Prominent Seattle Civil Rights Advocate Alan Sugiyama Dies At 67

A prominent Asian American Seattle community and civil rights activist died Monday at the age of 67 after a public two-year battle with cancer.

Alan Sugiyama, an outspoken advocate for affirmative action and increasing funding for communities of color, served as the executive director for Executive Development Institute, a nonprofit organization that focused on leadership training for minorities, until he was diagnosed with cancer in February 2015.

Sugiyama, a third-generation Japanese American, was raised in Seattle and helped organize the Oriental Student Union at Seattle Central Community College in 1971. He went on to found a local newspaper for the Asian Pacific American community, the Center for Career Alternatives, and become the first Asian American in history elected to Seattle’s School Board in 1989, according to his biography on the University of Washington’s website.

“He was a leader in helping some of the biggest institutions in Seattle — the community college, the University of Washington — recognize the need to pay fundamental respect and attention to the needs of Asian Americans,” Bob Watt, who was friends with Sugiyama for almost four decades, told KUOW.org, a Seattle-based news radio platform.

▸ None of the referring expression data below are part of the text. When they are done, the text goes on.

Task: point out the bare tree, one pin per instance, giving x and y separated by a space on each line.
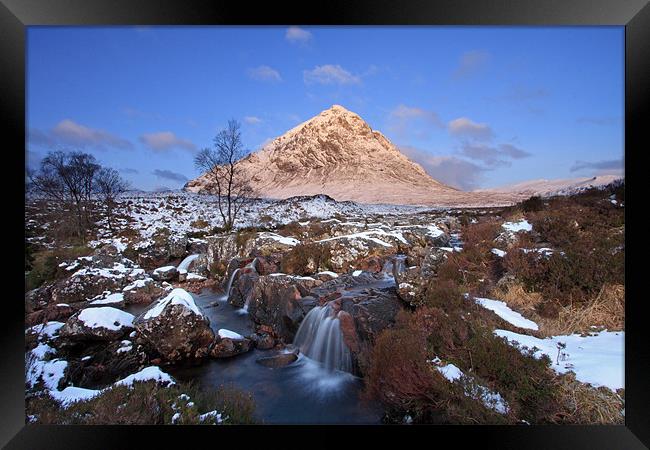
109 185
231 186
67 178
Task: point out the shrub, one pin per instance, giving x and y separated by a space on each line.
147 404
200 224
45 264
534 203
306 259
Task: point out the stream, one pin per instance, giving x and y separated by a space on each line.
303 392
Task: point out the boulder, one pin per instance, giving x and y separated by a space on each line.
38 298
433 258
79 288
166 273
182 275
410 286
228 344
97 324
277 361
177 246
365 305
143 291
263 341
242 287
175 328
371 264
223 248
276 301
197 246
101 365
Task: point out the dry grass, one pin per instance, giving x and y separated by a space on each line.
516 297
584 404
606 311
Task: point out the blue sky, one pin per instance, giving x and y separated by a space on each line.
476 106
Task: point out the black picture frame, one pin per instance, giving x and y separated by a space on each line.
634 15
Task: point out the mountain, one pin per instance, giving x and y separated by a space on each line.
547 188
337 153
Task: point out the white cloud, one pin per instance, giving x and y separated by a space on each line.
450 170
169 175
409 120
471 62
69 132
264 73
252 120
330 74
297 35
165 140
464 127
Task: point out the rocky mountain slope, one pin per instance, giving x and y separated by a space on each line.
548 188
337 153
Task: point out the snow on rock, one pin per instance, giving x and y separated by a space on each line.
472 389
327 272
281 239
502 310
176 297
450 372
53 372
597 359
195 277
73 394
110 299
47 330
106 317
151 373
521 225
223 333
215 416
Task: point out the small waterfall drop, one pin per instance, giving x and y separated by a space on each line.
320 338
185 264
229 285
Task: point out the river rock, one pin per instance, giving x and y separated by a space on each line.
410 286
277 361
143 291
228 344
263 341
166 273
371 264
175 328
105 364
57 312
275 301
177 246
97 324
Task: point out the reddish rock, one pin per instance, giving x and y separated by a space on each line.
349 331
372 264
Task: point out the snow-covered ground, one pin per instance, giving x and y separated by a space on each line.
598 359
502 310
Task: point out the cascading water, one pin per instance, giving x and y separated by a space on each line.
320 338
230 281
185 264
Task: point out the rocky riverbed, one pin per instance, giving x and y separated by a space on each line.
287 308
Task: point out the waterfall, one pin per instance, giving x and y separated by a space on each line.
185 264
253 264
229 285
400 263
320 338
396 262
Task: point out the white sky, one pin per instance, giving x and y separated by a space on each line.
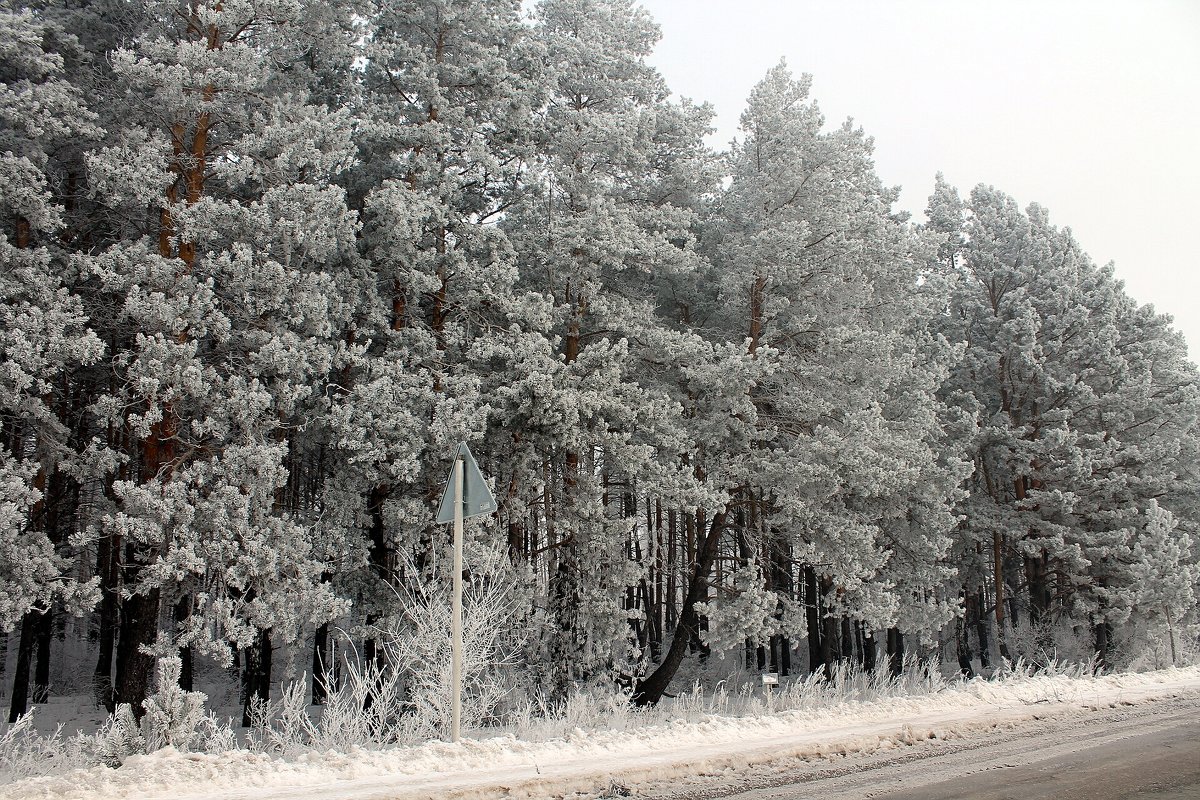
1091 108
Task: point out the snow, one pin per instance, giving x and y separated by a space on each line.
587 762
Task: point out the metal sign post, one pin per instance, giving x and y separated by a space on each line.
466 495
456 609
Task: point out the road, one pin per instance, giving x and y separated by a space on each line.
1150 751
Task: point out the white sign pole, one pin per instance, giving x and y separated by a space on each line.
456 611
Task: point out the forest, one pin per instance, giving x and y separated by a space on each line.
265 263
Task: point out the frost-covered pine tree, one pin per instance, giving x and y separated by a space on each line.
606 212
1086 408
816 419
225 304
45 340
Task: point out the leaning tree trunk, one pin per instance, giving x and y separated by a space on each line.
19 702
649 690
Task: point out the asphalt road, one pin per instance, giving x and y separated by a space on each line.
1146 752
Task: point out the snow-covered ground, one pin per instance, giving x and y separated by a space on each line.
591 762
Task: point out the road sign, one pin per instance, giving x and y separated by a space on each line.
466 495
477 498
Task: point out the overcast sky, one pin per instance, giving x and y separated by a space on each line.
1090 108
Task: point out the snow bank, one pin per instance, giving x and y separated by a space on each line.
589 761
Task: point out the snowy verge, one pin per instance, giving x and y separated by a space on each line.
592 761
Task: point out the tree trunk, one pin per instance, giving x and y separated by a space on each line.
107 567
813 617
135 668
895 651
649 690
183 612
256 677
43 631
19 702
321 665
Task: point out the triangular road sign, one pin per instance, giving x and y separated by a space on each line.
477 498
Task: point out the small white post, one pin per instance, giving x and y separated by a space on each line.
456 609
769 680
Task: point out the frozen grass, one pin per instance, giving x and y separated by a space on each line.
288 729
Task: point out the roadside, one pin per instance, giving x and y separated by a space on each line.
709 756
1150 749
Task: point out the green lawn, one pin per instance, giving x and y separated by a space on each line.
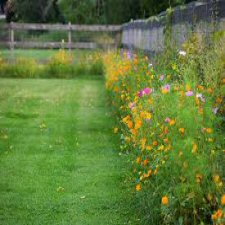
59 162
42 55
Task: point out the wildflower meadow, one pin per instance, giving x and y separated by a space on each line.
170 120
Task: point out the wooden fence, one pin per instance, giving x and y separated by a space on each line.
68 28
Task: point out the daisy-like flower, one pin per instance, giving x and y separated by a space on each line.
182 53
145 91
189 93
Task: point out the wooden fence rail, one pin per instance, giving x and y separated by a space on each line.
69 28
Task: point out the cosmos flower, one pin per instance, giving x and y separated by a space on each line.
182 53
189 93
145 91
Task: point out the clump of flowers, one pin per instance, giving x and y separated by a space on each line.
171 131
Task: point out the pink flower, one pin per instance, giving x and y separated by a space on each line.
145 91
162 77
189 93
215 110
167 120
200 96
132 105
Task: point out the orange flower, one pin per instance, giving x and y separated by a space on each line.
165 200
138 187
223 200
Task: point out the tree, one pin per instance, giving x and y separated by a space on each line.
33 11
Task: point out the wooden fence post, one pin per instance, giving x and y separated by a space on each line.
69 36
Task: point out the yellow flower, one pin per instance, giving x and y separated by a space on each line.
165 200
138 187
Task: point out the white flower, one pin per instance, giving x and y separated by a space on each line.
183 53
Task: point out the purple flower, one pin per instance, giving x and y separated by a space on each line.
145 91
215 110
167 120
129 55
189 93
162 77
132 105
200 96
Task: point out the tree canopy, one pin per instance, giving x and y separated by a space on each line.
87 11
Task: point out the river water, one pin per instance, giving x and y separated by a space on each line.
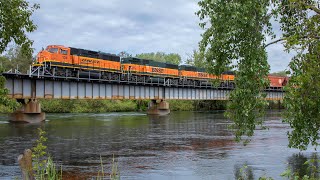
183 145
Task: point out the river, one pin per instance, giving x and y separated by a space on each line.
183 145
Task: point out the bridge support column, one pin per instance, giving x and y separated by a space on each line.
158 108
30 112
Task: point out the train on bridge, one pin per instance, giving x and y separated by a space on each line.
62 61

“Sometimes, he did that by demonstrating, sometimes he did that by negotiating, but [he] always did with a positive spirit and a determination that was fierce,” Watt said.

Sugiyama served two four-year terms on the school board, advocating for faculty diversity and bilingual education.

“I am deeply saddened by the passing of Seattle community advocate and civil rights legend Alan Sugiyama,” Seattle Mayor Ed Murray said in a statement. “Alan will be remembered as a natural organizer and gifted storyteller, which allowed him to unite people on the pathway to change.”

Though he initially underwent aggressive chemotherapy which shrank the tumors in his esophagus and pancreas, his fierce battle took a sharp turn for the worse last November when he collapsed in Hawaii due to the cancer spreading to his brain, according to the International Examiner.

Sugiyama’s youngest daughter, Alysa, told the International Examiner that she learned from her father the values of always “fighting for what is right and helping those in need.”